Durant près de trois heures, elle et son confère, maître Yves Levano, les nouveaux avocats de Jean-Dominique Carboni, se sont attachés à démontrer que l'instruction qui avait mené à sa condamnation en première instance, pour l'assassinat de Karim Absi le 7 juin 2017, ne reposait sur aucune preuve, mais uniquement sur la rumeur. "Ici, la rumeur n'a pas sa place", rappelle Me Kenbib à la salle.
Le ton, au fil de l'après-midi, était souvent goguenard, parfois atterré pour Me Kenbib. Régulièrement outré pour Me Levano. Mais invariablement tranchant.
Approximations
Les deux avocats ont pointé du doigt les approximations supposées de l'enquête qui relevait selon eux "du mensonge ou de l'incompétence". Ils ont attaqué, sans retenir leurs coups, le directeur d'enquête et sa manière de travailler. Ils ont pointé les raccourcis, les interrogatoires orientés, l'absence de reconstitution, de fadettes, les pièces disparues. Sans oublier la différence entre la taille de leur client et celle du tueur, à en croire selon eux la trajectoire de la balle...
Jusqu'à, parfois, donner l'impression de mener, à la barre, une seconde enquête, provoquant l'agacement du ministère public. Lors des réquisitions, après avoir décrit Jean-Dominique Carboni comme quelqu'un d'"impulsif", de "colérique" et de "violent", qui se rêvait "caïd" à Cargèse, François Thévenot affirme pour sa part que "l'enquête parfaite n'existe pas", et que "les arguments de la défense sont une supercherie".
D'autant que la partie civile et le parquet possédaient un gros atout dans leur manche, un témoignage en défaveur de Jean-Dominique Carboni. Y.B., un ami proche de Jean-Do Carboni à l'époque des faits, avait déclaré, lors de l'enquête que ce dernier lui avait confié être l'assassin.
En première instance, Y.B. s'était rétracté, assurant qu'il avait menti, par peur, et sous la contrainte.
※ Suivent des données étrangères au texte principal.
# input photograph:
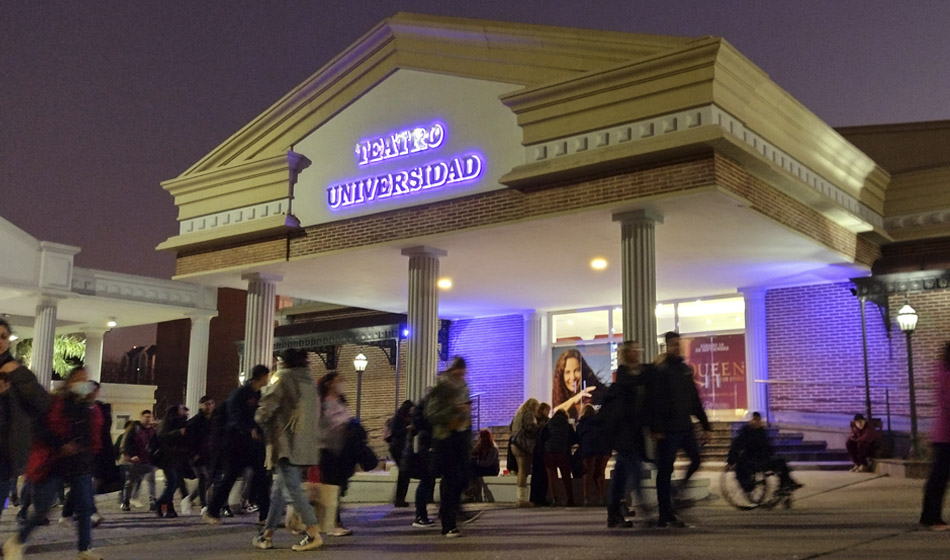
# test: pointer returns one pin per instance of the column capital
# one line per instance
(262, 277)
(639, 216)
(424, 251)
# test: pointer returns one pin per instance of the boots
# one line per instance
(523, 497)
(615, 518)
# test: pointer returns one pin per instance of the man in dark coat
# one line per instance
(674, 400)
(623, 418)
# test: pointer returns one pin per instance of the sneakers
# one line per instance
(308, 543)
(423, 522)
(13, 549)
(262, 542)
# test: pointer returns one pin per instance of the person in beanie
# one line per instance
(64, 453)
(289, 413)
(449, 410)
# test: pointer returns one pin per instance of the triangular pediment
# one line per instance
(518, 54)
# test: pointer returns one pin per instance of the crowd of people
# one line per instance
(295, 446)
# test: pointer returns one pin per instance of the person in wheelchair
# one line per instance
(752, 452)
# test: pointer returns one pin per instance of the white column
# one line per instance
(422, 355)
(538, 369)
(756, 350)
(44, 334)
(259, 321)
(197, 361)
(638, 264)
(94, 344)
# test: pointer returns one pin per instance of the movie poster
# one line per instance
(581, 376)
(719, 367)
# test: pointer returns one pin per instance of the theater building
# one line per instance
(510, 192)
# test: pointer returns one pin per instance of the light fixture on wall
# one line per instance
(359, 364)
(907, 319)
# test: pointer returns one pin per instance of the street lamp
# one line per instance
(359, 364)
(907, 319)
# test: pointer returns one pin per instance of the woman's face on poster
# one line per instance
(572, 374)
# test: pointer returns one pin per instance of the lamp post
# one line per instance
(907, 319)
(359, 364)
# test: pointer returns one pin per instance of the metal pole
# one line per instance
(864, 348)
(359, 393)
(914, 444)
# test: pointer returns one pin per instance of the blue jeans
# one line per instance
(287, 481)
(46, 492)
(172, 477)
(627, 471)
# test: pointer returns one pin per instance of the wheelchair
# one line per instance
(748, 487)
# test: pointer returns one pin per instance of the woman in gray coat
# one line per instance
(289, 415)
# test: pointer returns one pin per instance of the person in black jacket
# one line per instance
(557, 455)
(172, 438)
(623, 419)
(674, 400)
(239, 443)
(752, 451)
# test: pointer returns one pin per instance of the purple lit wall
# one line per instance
(814, 341)
(493, 348)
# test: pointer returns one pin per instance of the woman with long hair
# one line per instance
(524, 432)
(574, 382)
(931, 515)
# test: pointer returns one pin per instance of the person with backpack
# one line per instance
(238, 441)
(622, 416)
(396, 434)
(136, 446)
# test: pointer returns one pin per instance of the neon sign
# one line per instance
(453, 170)
(400, 143)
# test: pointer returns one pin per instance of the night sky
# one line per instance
(101, 101)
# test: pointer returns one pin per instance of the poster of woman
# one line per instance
(576, 382)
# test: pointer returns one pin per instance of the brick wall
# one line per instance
(493, 348)
(814, 340)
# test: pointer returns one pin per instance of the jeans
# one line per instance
(45, 493)
(936, 486)
(452, 457)
(666, 455)
(137, 472)
(627, 471)
(172, 476)
(287, 481)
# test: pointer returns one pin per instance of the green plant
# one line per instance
(69, 350)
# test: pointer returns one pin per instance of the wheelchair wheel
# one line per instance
(758, 489)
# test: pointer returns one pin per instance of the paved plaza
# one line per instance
(837, 516)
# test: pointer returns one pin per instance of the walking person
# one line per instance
(594, 449)
(931, 516)
(289, 414)
(136, 446)
(449, 410)
(398, 439)
(64, 453)
(557, 456)
(198, 430)
(23, 407)
(173, 457)
(524, 435)
(238, 440)
(674, 400)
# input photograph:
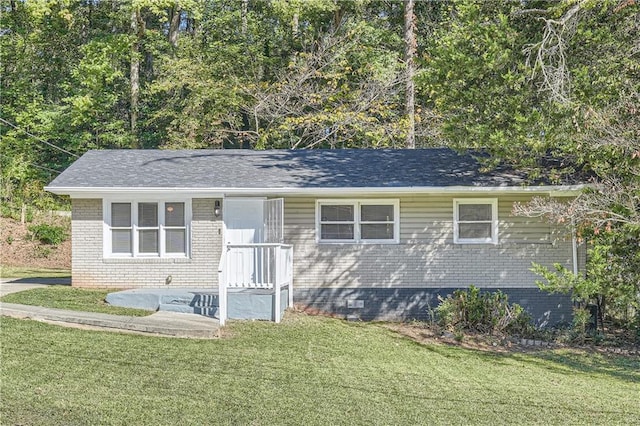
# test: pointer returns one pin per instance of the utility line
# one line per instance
(44, 168)
(39, 139)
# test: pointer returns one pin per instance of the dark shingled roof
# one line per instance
(340, 168)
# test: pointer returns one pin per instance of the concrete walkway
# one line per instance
(160, 323)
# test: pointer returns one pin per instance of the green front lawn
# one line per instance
(25, 272)
(75, 299)
(305, 371)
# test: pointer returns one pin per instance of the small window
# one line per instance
(147, 229)
(337, 222)
(121, 228)
(376, 222)
(357, 221)
(475, 221)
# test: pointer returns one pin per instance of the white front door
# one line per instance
(243, 224)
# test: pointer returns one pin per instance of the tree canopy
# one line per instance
(549, 87)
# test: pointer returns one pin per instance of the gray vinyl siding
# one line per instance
(426, 255)
(91, 269)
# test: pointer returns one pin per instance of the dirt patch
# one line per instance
(499, 344)
(427, 335)
(17, 249)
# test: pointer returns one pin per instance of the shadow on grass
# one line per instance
(562, 361)
(41, 280)
(569, 362)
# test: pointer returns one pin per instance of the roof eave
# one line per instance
(99, 192)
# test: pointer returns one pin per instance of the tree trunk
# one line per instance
(410, 47)
(137, 27)
(243, 17)
(295, 25)
(174, 25)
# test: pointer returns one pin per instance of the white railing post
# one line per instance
(222, 288)
(289, 275)
(276, 285)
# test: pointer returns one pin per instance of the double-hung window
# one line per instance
(475, 221)
(146, 229)
(365, 221)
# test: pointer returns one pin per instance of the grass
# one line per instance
(75, 299)
(26, 272)
(307, 370)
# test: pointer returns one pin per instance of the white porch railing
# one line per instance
(258, 265)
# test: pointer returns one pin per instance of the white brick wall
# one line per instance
(89, 269)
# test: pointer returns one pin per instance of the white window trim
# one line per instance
(135, 254)
(356, 203)
(494, 221)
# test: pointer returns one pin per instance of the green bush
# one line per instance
(484, 312)
(48, 234)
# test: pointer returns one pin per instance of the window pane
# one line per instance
(174, 214)
(175, 240)
(148, 214)
(336, 232)
(336, 213)
(376, 213)
(474, 230)
(474, 212)
(121, 241)
(377, 232)
(148, 241)
(121, 215)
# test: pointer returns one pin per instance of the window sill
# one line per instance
(360, 243)
(150, 260)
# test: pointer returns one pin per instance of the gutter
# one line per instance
(97, 192)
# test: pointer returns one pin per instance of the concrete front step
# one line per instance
(207, 311)
(243, 303)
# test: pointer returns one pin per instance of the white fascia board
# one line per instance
(107, 192)
(553, 190)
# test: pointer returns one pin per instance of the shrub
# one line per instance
(484, 312)
(48, 234)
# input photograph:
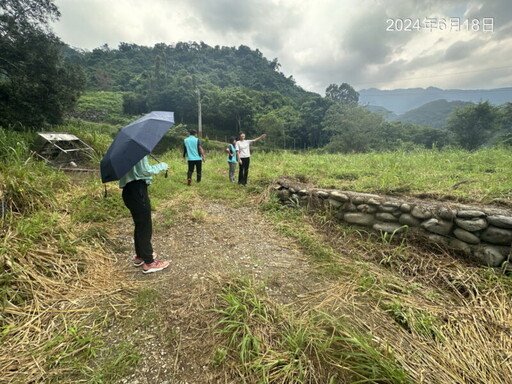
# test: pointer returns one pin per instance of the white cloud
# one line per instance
(322, 42)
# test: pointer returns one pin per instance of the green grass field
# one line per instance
(62, 219)
(483, 176)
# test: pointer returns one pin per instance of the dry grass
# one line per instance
(51, 289)
(446, 320)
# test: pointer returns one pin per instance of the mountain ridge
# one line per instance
(402, 100)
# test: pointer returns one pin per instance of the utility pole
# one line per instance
(199, 117)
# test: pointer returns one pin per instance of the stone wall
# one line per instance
(481, 232)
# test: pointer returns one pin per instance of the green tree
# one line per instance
(473, 125)
(343, 93)
(273, 126)
(36, 86)
(352, 128)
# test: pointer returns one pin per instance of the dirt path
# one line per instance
(214, 244)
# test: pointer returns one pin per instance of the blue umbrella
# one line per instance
(133, 142)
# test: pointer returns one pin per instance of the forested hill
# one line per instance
(129, 66)
(238, 89)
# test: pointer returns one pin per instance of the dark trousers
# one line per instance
(198, 164)
(136, 199)
(243, 170)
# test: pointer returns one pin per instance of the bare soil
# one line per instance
(206, 250)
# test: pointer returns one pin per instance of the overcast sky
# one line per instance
(366, 43)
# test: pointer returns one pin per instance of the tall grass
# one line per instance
(276, 346)
(53, 267)
(480, 176)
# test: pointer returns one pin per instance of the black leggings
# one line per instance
(243, 170)
(198, 164)
(136, 199)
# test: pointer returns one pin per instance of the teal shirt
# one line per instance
(191, 149)
(233, 151)
(142, 171)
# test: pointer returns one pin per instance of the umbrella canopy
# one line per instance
(133, 142)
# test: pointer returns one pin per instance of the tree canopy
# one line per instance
(36, 86)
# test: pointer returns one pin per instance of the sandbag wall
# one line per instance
(481, 232)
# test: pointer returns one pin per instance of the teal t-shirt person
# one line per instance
(191, 148)
(193, 151)
(232, 150)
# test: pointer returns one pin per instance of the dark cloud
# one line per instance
(461, 50)
(318, 43)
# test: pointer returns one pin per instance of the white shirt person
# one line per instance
(243, 152)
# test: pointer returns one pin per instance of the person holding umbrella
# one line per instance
(136, 198)
(126, 160)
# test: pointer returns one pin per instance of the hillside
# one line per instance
(434, 114)
(126, 68)
(400, 101)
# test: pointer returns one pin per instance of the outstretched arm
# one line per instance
(260, 137)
Il a réitéré sa volte-face cette semaine, devant la cour d'appel. Mais ses arguments n'ont pas suffi à convaincre maître Cynthia Costa-Sigrist, avocate de la partie civile : "c'est classique. Quand on fait des déclarations en garde à vue, on a beau jeu, ensuite, de dire que les enquêteurs vous ont mis la pression. Mais devant le juge d'instruction, il n'a pas eu de pressions, et a maintenu ses déclarations".
Maître Levano, à la barre, a de son côté insisté sur les failles de ce Y.B., "bipolaire, drogué, menteur". Des failles qui en faisaient un témoin peu digne de foi. Selon lui, c'était tout simplement parce que ce dernier était pris dans un engrenage, "un tunnel", qu'il ne s'était pas rétracté devant le juge d'instruction.
Enfin, il est revenu sur la question, qui avait longuement animé les débats lors de la dernière journée d'audience, de la taille du tireur. Mètre en main, mimant les différentes positions de tir, maître Levano va s'attacher à démontrer que, au vu de l'angle pris par la balle le soir de l'assassinat, son client, haut de 1m67, ne peut être l'homme qui a appuyé sur la gâchette. "Cette homme doit mesurer 1m80, 1m82, si vous voulez mon opinion", lance-t-il aux jurés.
Avant de conclure, face à la cour, le verbe haut : "on ne prépare pas une injustice par une autre injustice. Vous acquitterez Jean-Dominique Carboni. Vous l'acquitterez !"
Victimes
Alors que le jury se retirait pour délibérer, durant plus de trois heures, maître Maestrini, le deuxième avocat des parties civiles, s'empressait de rappeler que, "si les débats l'ont parfois travesti, la seule victime c'est Karim Absi, et c'est ce que les parties civiles attendent : la reconnaissance de la qualité de victime de leur enfant, de leur frère, de leur ami, de leur neveu, et de leur compagnon..."
L'avocat général avait suivi les réquisitions de la première instance, et réclamé 18 ans de réclusion criminelle, une peine équivalente à celle à laquelle Jean-Dominique Carboni avait été condamné en première instance. Les jurés, eux, ont suivi la recommandation de Me Levano. Ils ont néanmoins condamné l'accusé à 2 ans de prison pour détention illégale d'armes.
L'acquittement de Jean-Dominique Carboni, s'il a rendu le jeune homme de 26 ans à sa famille, après presque quatre ans de détention, n'a certainement pas apporté aux proches de Karim Absi, en larmes à l'énoncé de toutes les réponses qu'ils attendaient...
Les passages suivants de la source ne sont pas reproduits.